In the rEDM package, the function rEDM::ccm() is used for CCM analyses. Here, we illustrate how to implement the CCM causality test that examines whether N2 causes N1 in Moran effect model. To test this, we design a cross-mapping from N1 to N2 by the augument lib_column="N1" and target_column="N2". In CCM analysis, we firstly need to determine the best embedding dimension for the cross-mapping. At this step, we perform the cross-mapping with a fixed library size (lib_sizes = 1000). Then, we use the time lags of N1 to predict the lagged one time step values of N2 by setting the augment tp=-1 and determine the optimal E based on the hindcast skill to avoid over-fitting (Deyle et al. 2016). Similarly, we can repeat the same process to determine the embedding dimension in the cross-mapping from N2 to N1. Next, we carried out the CCM causality test with varying library size.

libs <- c(seq(20,80,20),seq(100,1000,100))

In CCM analysis, we use the time lags of N1 to predict the current value of N2 (tp=0).

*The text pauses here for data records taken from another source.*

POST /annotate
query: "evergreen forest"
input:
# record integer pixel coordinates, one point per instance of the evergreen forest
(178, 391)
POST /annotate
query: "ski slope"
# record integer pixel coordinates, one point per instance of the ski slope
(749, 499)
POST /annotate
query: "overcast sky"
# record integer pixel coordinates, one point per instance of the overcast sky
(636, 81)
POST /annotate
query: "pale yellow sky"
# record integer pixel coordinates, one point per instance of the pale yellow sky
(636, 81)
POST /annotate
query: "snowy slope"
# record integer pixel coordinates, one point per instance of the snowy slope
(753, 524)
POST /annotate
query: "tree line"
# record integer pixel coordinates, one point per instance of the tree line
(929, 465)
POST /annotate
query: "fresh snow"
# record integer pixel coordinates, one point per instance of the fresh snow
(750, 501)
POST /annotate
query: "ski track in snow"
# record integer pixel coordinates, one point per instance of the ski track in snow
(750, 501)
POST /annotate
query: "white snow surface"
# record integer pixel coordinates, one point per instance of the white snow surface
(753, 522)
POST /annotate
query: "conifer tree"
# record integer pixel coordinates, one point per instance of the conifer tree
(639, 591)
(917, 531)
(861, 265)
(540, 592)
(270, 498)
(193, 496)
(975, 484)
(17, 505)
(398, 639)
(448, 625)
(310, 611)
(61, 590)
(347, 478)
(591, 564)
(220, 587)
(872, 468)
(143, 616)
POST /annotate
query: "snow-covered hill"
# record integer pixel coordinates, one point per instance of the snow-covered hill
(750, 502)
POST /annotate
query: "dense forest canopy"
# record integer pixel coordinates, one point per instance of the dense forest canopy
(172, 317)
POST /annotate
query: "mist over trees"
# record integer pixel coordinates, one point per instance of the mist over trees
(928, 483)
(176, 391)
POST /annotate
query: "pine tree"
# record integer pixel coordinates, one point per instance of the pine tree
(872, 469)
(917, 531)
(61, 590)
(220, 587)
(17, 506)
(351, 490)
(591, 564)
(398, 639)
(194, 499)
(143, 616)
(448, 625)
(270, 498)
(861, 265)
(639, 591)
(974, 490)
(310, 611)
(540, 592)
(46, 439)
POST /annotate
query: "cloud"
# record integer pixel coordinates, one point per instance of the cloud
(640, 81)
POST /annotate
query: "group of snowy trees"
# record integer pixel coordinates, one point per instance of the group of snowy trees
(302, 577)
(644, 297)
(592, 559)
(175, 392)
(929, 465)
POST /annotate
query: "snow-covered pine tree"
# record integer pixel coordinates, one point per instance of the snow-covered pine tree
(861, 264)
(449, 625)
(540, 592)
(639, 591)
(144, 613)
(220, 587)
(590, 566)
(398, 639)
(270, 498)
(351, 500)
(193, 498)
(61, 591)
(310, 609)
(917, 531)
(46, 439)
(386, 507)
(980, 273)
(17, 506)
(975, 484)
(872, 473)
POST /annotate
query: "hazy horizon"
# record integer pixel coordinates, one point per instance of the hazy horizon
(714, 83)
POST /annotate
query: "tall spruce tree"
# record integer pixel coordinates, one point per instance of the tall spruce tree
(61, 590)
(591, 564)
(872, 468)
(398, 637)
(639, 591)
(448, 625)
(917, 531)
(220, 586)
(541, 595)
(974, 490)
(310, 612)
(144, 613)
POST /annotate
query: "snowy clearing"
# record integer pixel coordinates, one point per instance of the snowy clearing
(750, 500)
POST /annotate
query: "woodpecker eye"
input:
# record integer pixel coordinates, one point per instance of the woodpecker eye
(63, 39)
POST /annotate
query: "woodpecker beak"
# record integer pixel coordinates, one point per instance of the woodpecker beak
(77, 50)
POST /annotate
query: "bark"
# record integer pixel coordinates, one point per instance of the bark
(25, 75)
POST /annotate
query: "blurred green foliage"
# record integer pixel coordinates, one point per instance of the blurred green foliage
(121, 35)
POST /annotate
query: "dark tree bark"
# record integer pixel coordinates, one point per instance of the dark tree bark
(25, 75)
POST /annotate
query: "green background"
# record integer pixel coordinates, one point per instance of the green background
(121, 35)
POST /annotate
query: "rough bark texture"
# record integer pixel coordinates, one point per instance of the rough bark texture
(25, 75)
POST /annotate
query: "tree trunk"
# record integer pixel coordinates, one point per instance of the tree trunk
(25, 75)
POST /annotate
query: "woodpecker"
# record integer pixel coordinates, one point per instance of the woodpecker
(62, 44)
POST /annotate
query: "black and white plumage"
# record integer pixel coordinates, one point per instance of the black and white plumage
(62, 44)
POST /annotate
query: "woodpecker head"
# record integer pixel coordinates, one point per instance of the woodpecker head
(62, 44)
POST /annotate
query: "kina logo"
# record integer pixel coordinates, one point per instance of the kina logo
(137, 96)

To precisely estimate the predictive skill (ρ), we generate the 200 random samples with replacement (replace=T) for each library length L (num_samples=200). As such, we obtain the sampling distribution of predictive skill ρ(L). A random seed is setup to make the results repeatable (RNGseed=2301). Finally, we offer a simple statistical test for the convergence of CCM by Mann-Kendall Tau trend test when the null time series is not easily accessible. This is a nonparametric test for the existence of monotonic increasing trend, using the function Kendall::MannKendall(). Practically, we can evaluate the significance of causations by examining whether all the quantiles of predictive skill demonstrate a significant increasing trend with increasing library size (τ statistics significantly > 0). Similarly, we can repeat all these procedures of CCM analysis to test the causality for the two species competition model with mirage correlation.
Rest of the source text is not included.